# What would you pay for this trailer/Is this a good trailer?



## KateS (Jul 3, 2008)

*As the title suggests, I am keeping my eyes open for a new trailer and I would prefer a bumper hitch which is why I like this over other gooseneck trailers.*

*16' TITAN AVALANCHE II*


2011 Avalanche II BP 3 Horse

Smooth Outside Galvanized Skin
Torsion EZ Lube Axles
7' Inside Height
Dressing Room Door w/ Lockable Latch
Drop Down Feed Door w/ Window and Drop Bars 
Dome Lights (1 Dress Room, 1-Per Divider)
Inside and Outside Ties
Spare Rim
Blanket Bar
2-5/16" Coupler
Rubber Rear Bumper
Standard Color will be WhiteDouble Lined w/ Poly Rubber
Electric Brakes on All 4 Wheels
Solid Dressing Room Wall
Slant Dividers (Rear Divider Telescoping)
Swing Out Saddle Rack w/ Bridle Hooks
Sealed Beam Recessed L.E.D. Lights
Aluminum Tread Bright Gravel Guard
Back Gate double Dorrs
Rubber Floor Mats Entire Trailer
Breakawat Battery Box with Charger and Tester
7 Prong Heavy Cord
Bus windows on Butt Side


----------



## Joe4d (Sep 1, 2011)

I wouldnt even consider anything but an all aluminum trailer if spending on new.
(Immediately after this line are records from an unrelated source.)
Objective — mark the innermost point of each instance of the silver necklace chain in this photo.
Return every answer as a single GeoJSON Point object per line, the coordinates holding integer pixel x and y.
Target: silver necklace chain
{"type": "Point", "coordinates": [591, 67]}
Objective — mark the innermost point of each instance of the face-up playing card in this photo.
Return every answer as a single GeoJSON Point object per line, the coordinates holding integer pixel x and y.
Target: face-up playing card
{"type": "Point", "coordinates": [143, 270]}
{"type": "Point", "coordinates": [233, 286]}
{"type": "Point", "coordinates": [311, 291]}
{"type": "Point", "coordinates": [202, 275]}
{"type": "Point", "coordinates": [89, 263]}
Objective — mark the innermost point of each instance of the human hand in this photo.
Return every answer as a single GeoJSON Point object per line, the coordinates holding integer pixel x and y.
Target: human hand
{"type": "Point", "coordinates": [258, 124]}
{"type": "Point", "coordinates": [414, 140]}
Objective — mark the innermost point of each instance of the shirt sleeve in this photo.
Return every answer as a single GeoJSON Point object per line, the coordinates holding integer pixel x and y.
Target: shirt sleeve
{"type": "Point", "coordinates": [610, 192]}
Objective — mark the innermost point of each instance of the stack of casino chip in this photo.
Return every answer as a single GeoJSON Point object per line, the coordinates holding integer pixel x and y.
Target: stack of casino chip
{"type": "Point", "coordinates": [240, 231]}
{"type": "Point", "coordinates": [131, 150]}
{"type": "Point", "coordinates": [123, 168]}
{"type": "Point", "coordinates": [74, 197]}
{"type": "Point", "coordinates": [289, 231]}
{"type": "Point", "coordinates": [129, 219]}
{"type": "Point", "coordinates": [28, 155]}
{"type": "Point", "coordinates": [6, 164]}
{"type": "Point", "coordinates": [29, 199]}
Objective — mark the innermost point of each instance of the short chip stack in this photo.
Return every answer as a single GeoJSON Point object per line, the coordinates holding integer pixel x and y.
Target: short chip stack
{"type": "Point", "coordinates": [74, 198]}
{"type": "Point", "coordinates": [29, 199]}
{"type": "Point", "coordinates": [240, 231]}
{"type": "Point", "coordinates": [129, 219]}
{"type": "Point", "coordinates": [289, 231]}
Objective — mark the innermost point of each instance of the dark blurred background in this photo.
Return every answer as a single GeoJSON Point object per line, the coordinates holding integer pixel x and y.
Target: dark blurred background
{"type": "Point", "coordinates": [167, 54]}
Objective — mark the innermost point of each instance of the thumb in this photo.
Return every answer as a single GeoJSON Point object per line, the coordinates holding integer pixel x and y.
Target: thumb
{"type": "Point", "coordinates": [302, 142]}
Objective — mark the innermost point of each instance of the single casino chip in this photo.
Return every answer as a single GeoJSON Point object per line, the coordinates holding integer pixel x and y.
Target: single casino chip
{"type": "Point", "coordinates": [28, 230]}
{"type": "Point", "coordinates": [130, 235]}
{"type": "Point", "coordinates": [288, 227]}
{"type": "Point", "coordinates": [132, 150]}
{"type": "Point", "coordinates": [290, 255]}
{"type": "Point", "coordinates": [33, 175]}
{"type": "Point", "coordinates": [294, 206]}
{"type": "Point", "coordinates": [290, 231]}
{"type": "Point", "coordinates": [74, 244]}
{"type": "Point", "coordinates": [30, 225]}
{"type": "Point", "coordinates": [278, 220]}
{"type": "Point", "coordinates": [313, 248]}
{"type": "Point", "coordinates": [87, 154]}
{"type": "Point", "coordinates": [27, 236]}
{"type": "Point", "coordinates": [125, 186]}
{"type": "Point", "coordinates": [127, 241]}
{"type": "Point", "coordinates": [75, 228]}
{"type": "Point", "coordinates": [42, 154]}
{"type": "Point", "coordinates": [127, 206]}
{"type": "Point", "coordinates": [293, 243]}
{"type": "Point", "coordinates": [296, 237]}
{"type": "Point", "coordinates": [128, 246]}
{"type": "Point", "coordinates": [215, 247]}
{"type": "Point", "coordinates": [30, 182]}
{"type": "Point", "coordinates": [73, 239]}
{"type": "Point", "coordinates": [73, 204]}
Pay the little extra for aluminum. They will last longer and hold their value with alot less upkeep. 
Steel trailers rust. I dont care how many wizbang coatings manufacturers claim, they all rust.


----------



## franknbeans (Jun 7, 2007)

Joe4d said:


> I wouldnt even consider anything but an all aluminum trailer if spending on new. Pay the little extra for aluminum. They will last longer and hold their value with alot less upkeep.
> Steel trailers rust. I dont care how many wizbang coatings manufacturers claim, they all rust.
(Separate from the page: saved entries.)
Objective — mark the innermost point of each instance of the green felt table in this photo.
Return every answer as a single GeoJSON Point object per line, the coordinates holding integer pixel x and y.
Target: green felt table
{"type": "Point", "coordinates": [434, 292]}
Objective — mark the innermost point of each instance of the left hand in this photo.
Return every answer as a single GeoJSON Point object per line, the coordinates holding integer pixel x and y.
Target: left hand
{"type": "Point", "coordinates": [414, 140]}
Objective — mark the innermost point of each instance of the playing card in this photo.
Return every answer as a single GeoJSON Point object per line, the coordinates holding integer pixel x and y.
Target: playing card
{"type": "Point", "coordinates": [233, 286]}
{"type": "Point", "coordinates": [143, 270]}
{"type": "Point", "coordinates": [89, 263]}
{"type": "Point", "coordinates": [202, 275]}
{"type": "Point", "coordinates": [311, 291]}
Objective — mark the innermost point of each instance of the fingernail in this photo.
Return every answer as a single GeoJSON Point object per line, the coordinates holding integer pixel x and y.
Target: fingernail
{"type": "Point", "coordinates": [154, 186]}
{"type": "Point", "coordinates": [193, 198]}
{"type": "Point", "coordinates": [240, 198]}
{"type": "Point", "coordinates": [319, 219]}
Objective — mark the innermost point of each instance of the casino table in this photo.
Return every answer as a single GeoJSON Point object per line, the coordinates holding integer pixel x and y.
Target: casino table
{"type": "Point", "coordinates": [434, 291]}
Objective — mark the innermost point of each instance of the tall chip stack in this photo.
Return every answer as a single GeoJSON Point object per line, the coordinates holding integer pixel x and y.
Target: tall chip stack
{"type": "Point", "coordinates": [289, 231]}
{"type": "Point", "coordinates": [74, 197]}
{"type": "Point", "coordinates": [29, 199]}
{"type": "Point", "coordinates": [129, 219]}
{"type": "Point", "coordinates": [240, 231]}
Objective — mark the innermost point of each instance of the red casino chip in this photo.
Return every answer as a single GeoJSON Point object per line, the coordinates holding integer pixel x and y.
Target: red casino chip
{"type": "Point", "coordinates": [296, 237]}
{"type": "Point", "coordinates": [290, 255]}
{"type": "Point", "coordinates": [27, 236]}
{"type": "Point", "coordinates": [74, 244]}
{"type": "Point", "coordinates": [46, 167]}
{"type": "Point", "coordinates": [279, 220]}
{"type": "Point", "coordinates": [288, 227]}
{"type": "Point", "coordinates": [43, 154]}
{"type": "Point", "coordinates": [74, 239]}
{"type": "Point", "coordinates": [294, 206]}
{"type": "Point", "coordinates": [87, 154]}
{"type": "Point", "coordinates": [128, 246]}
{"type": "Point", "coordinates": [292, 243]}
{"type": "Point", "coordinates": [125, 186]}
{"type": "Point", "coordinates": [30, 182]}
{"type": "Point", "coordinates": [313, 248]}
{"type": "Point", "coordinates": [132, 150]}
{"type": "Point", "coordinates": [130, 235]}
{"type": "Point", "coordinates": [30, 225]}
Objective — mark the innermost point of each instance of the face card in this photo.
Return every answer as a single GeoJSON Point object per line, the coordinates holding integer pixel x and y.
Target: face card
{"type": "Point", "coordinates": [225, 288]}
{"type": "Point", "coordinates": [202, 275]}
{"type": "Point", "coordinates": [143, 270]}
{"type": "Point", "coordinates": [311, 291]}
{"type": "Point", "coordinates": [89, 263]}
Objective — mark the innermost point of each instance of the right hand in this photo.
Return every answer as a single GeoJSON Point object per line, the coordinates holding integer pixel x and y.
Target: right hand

Personally I prefer the weight of the steel. Between my older steel ( 1992 Valley) and my friends new Exiss-no comparison. Mine drives 100% better. Very very stable, hers is all over the place, but yeah-much prettier. My ideal would be aluminum skin and steel frame. JMHO.


----------



## caseymyhorserocks (Apr 5, 2010)

I like it. If I was selling, I would want $8000, but a buyer I would pay $6000.


----------



## jumpingrules92 (Aug 2, 2011)

franknbeans said:


> Personally I prefer the weight of the steel. Between my older steel ( 1992 Valley) and my friends new Exiss-no comparison. Mine drives 100% better. Very very stable, hers is all over the place, but yeah-much prettier. My ideal would be aluminum skin and steel frame. JMHO.


I agree, I like the way my steel trailer hauls because it IS so heavy- also I feel like my horses are MUCH safer in it because I don't feel like it would crumble in an accident if I were to have one. Very sturdy and very heavy.


----------



## waresbear (Jun 18, 2011)

I bought a 2011 trailer quite similiar to that one. Yes I would have preferred the aluminum/steel however that was about $5000 more. Brand new with all the features you listed there & a swing out tack rack (so you don't have to go inside the tackroom to get your saddles) was just under $8000 with taxes. So I am guessing in your area it would be around $6000.


----------



## myhorsehasmentalissues (Nov 29, 2011)

Just a word of advice: I never haul a horse trailer with 2 or more spots if it is a bumper pull. It is not as steady to pull as a gooseneck. Other wise it looks like a fine trailer! Well put togather and inviting for the horses.


----------



## MyBoyPuck (Mar 27, 2009)

My friend has a 2 horse Titan slant. It's a very nice trailer. She's had it for years, so far the only problem has been the dividers not shutting tight since the horse's lean on them and weaken the connection where it shuts.


----------



## KateS (Jul 3, 2008)

Thanks for the replies. I'm not in a rush to buy a trailer, just trying to get an idea of what to get. In my area it is next to impossible to find a nice trailer for a decent price. I will probably end up ordering one or going to the states to find one. 

The reason I would like a bumper hitch is because the truck I use isn't mine. It is my family's farm truck. I have access to it whenever I want it but I don't necessarily have the go ahead to install the 5th wheel needed for a gooseneck trailer. Currently I have an old stock trailer that I can haul up to 4 horses in comfortably. I could go for a 2 horse bumper pull but I don't see why a 3 horse would be much different than a stock trailer and I would like the option of hauling more than 2 horses. If I would move up to a gooseneck I would probably get a 5 horse which would end up being a lot more expensive than a nice 3 horse bumper hitch. 

I will keep looking for a nice trailer hopefully a steel with aluminum outside.
_Posted via Mobile Device_


----------